'Icy' Technique Improves Robotic Kidney Transplants
Wed, 01/22/2014 - 8:30am
A collaboration of surgeons at Henry Ford Hospital and Medanta Hospital in India successfully transplanted kidneys into 50 recipients using an innovative robot-assisted procedure in which the organ is cooled with sterile ice during the operation.
The research project– published online ahead of print in European Urology, the journal of the European Association of Urology– advances minimally invasive robotic surgery as a safe alternative to traditional open surgery.
“Minimally invasive surgery reduces post-operative pain and minimizes complications in comparison to conventional surgery,” said Mani Menon, chair of Henry Ford’s Vattikuti Urology Institute and co-author of the study.
“The benefits of minimally invasive surgery in removing donor kidneys has been well established in earlier studies, but the use of robot-assisted surgery in transplanting those kidneys is comparatively a frontier,” Menon added.
The Henry Ford researchers and their counterparts in Gurgaon, India, reasoned that since minimally invasive robotic surgery has proven to be a great benefit to healthy kidney donors, it might also be a boon to the ill and weakened transplant recipients who are at greater risk of complications.
But they noted British research from 1971 that showed that kidney function was partially impaired in recipients if blood flow was interrupted for longer than 30 minutes during transplant.
So they decided to chill both the donor kidney and the transplant site with sterile ice slush in hopes of increasing the amount of time in which they could safely learn and perfect the robot-assisted surgery.
“To our knowledge, ours is the first study to use renal cooling during robotic kidney transplant,” Menon said. “It had already proved useful during minimally invasive prostate surgeries.”
After three years of planning and simulated surgeries at Henry Ford, 50 consecutive transplant patients who had volunteered for the minimally invasive procedure underwent robotic kidney transplant at Medanta Hospital between January and October 2013.
In all, Medanta Hospital has performed 54 operations and International Kidney and Renal Diseases at Ahmedabad, India, has done 56 operations, for a total of 110 transplants in one year. The surgeons in charge of the two programs are Dr. Rajesh Ahlawat and Dr. Pranjal Modi.

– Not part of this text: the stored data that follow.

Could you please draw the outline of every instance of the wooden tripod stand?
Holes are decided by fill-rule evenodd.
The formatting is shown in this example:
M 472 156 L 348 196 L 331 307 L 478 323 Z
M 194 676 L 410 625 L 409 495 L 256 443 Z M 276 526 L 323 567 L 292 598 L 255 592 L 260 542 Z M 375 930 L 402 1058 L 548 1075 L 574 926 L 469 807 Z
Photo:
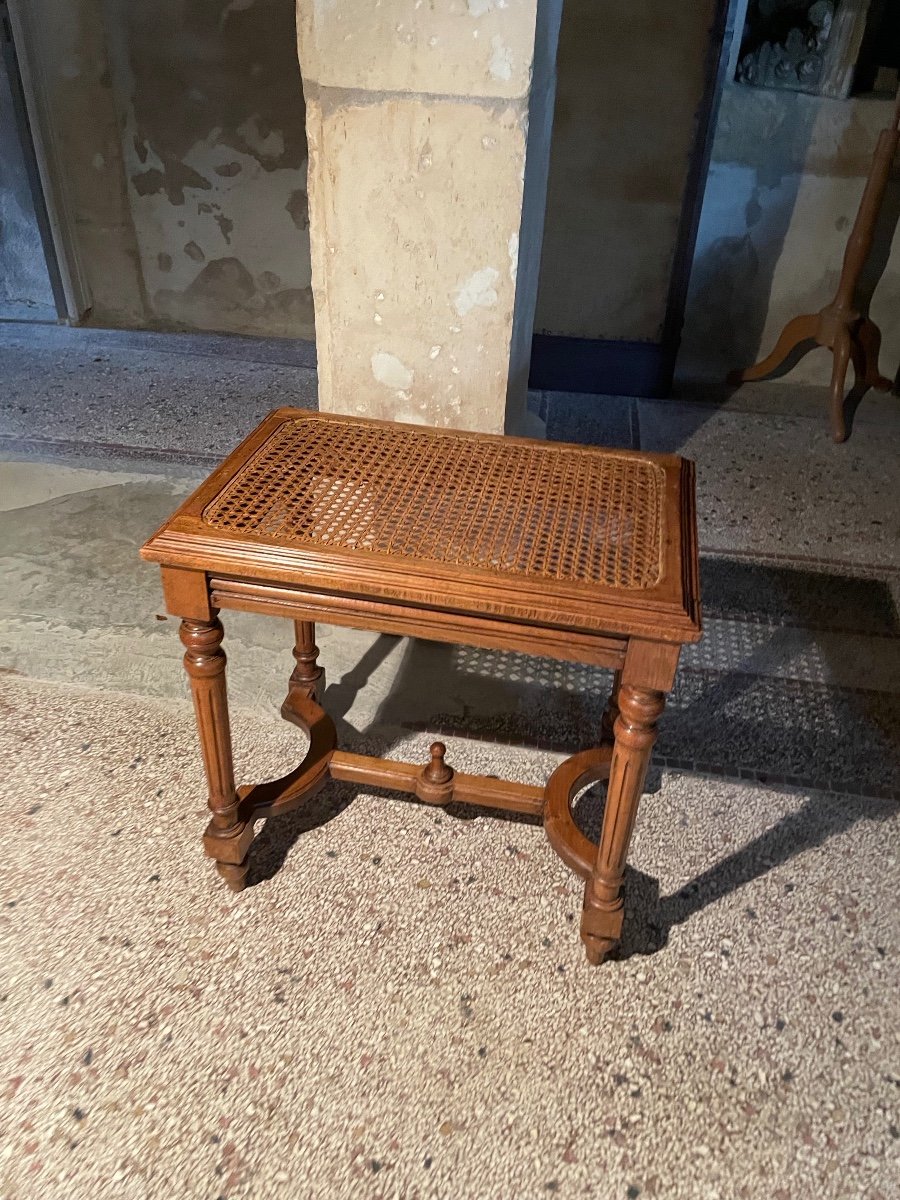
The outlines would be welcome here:
M 834 299 L 818 313 L 794 317 L 788 321 L 771 354 L 754 366 L 732 371 L 728 376 L 729 383 L 764 379 L 767 375 L 774 374 L 804 342 L 827 346 L 834 356 L 829 415 L 831 433 L 836 442 L 843 442 L 847 437 L 844 421 L 844 384 L 851 359 L 859 387 L 873 387 L 880 392 L 886 392 L 891 387 L 891 380 L 878 369 L 881 331 L 867 314 L 860 312 L 855 300 L 860 275 L 872 251 L 875 225 L 898 145 L 900 96 L 894 108 L 892 123 L 889 128 L 881 131 L 878 145 L 875 147 L 865 191 L 847 240 L 847 249 L 844 251 L 841 278 Z

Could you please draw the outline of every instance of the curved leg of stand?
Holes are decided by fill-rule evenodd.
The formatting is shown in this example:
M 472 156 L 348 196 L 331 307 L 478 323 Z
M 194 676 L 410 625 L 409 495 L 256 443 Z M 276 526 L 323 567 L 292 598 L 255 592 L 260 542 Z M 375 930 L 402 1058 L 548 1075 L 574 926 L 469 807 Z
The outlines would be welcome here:
M 847 382 L 847 368 L 853 353 L 853 342 L 846 327 L 841 327 L 834 338 L 832 347 L 834 364 L 831 369 L 831 391 L 828 403 L 831 436 L 836 442 L 847 439 L 847 426 L 844 422 L 844 390 Z
M 863 373 L 866 383 L 878 392 L 889 392 L 893 385 L 890 379 L 886 375 L 882 375 L 878 369 L 881 330 L 871 317 L 863 317 L 856 331 L 856 337 L 862 350 Z
M 815 341 L 818 328 L 819 318 L 817 315 L 794 317 L 782 329 L 781 336 L 775 343 L 775 348 L 771 354 L 767 354 L 765 358 L 755 363 L 752 367 L 744 367 L 743 369 L 732 371 L 728 376 L 728 382 L 750 383 L 754 379 L 765 379 L 767 375 L 771 375 L 774 371 L 777 371 L 798 346 L 801 346 L 804 342 Z

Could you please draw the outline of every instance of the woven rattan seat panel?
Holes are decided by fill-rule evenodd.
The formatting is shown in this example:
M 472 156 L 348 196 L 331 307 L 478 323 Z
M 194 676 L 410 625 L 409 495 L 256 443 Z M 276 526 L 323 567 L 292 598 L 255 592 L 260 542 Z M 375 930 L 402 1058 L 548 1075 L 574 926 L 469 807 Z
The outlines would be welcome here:
M 643 589 L 661 575 L 664 488 L 637 455 L 304 417 L 203 520 L 298 548 Z

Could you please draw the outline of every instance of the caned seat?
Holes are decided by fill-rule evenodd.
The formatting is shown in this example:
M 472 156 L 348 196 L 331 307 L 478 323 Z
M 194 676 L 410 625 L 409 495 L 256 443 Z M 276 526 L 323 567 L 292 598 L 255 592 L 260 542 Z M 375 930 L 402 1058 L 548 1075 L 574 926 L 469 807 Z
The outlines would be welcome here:
M 685 642 L 692 501 L 692 464 L 671 455 L 281 409 L 144 554 L 201 551 L 223 588 L 252 559 L 323 596 Z

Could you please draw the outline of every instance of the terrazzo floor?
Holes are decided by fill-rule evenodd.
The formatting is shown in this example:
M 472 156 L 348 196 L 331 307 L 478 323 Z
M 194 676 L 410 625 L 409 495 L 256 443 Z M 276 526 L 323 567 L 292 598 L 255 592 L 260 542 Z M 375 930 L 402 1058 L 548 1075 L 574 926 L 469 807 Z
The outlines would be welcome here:
M 621 958 L 593 970 L 578 882 L 524 819 L 330 785 L 262 826 L 252 887 L 222 887 L 135 551 L 314 373 L 267 343 L 73 332 L 31 361 L 0 325 L 0 1198 L 895 1200 L 900 426 L 834 447 L 787 393 L 629 417 L 698 459 L 707 633 L 663 718 Z M 79 378 L 76 400 L 106 389 L 90 415 Z M 303 749 L 277 717 L 287 623 L 226 633 L 238 774 L 281 773 Z M 527 782 L 608 687 L 318 640 L 345 748 L 424 761 L 440 734 L 459 769 Z
M 838 795 L 666 772 L 623 959 L 592 970 L 580 887 L 539 828 L 333 787 L 266 827 L 234 897 L 198 853 L 186 703 L 0 695 L 21 798 L 4 1196 L 896 1195 L 880 806 L 848 822 Z M 242 774 L 292 763 L 287 727 L 235 732 Z M 428 740 L 395 750 L 424 761 Z M 533 782 L 556 761 L 450 751 Z M 746 879 L 735 852 L 809 807 L 840 835 Z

In each case, surgeons filled the kidney cavity with ice slush through a specially designed port in the patient’s abdomen before transplanting the donor kidney, which was also chilled with ice slurry held in place by gauze wrapping.
Blood vessels were attached to the transplanted kidney using suturing techniques refined in other types of minimally invasive procedures.

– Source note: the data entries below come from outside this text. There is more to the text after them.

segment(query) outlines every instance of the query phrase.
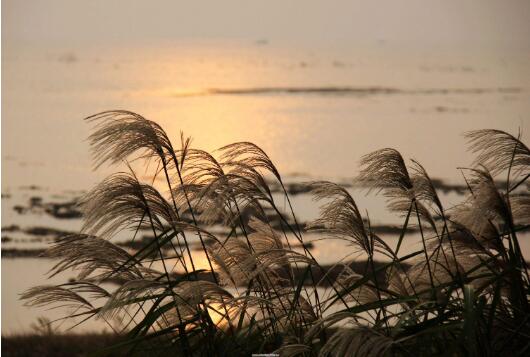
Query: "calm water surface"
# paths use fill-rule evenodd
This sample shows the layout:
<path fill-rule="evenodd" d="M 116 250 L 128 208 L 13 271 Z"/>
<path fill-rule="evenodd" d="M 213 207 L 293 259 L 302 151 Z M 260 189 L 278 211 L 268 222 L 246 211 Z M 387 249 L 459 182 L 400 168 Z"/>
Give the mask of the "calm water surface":
<path fill-rule="evenodd" d="M 426 54 L 384 46 L 317 51 L 196 41 L 21 47 L 2 56 L 3 227 L 79 229 L 80 220 L 20 215 L 13 207 L 34 196 L 74 197 L 65 192 L 86 190 L 114 170 L 91 170 L 85 140 L 90 126 L 82 120 L 108 109 L 136 111 L 175 140 L 183 131 L 195 147 L 207 150 L 253 141 L 285 175 L 304 179 L 351 178 L 361 155 L 394 147 L 422 162 L 432 177 L 456 183 L 456 168 L 472 161 L 463 132 L 520 128 L 528 141 L 530 129 L 530 60 L 517 53 Z M 30 185 L 38 188 L 28 190 Z M 375 223 L 400 222 L 381 199 L 352 193 Z M 443 199 L 449 207 L 461 197 Z M 307 196 L 297 196 L 294 205 L 302 220 L 317 213 Z M 17 240 L 4 247 L 46 245 L 24 234 L 10 236 Z M 395 244 L 395 237 L 385 239 Z M 415 241 L 407 243 L 412 251 Z M 344 249 L 317 243 L 315 256 L 332 263 Z M 524 249 L 530 252 L 527 244 Z M 27 330 L 38 316 L 56 316 L 18 301 L 23 290 L 43 283 L 51 265 L 2 259 L 3 332 Z"/>

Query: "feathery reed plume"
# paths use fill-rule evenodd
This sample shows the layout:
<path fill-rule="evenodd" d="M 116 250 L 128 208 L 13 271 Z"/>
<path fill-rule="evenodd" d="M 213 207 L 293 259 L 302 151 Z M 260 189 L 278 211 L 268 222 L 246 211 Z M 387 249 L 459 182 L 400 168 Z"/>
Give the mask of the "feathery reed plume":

Immediately after transplant, all of the grafted kidneys functioned normally and patient levels of creatinine– used to measure kidney function– were well within normal range.
None of the patients developed blood or urine leaks, infections or other complications from their surgical wounds. None required dialysis after surgery.
When given follow-up exams six months after surgery, nearly all of the first 25 patients who underwent the procedure developed no complications, although two required exploratory surgery and one died of acute congestive heart failure.
Menon attributed the success of the study in part to “the seamless collaboration” between surgeons experienced in conventional “open surgery” kidney transplants and surgeons skilled in using robotic techniques.
By the time they began the study, the teams from Henry Ford and Medanta hospitals had performed more than 10,000 robotic procedures and 2,500 conventional kidney transplants.
“The individual surgeons involved had built an atmosphere of trust and mutual respect over 30 years of collaborative work,” Menon said. “While this benefit can’t be precisely measured, it clearly contributed to the success of this endeavor.”
The researchers noted that further studies will be needed before robotic kidney transplant is widely accepted as a “reasonable” alternative to conventional transplantation.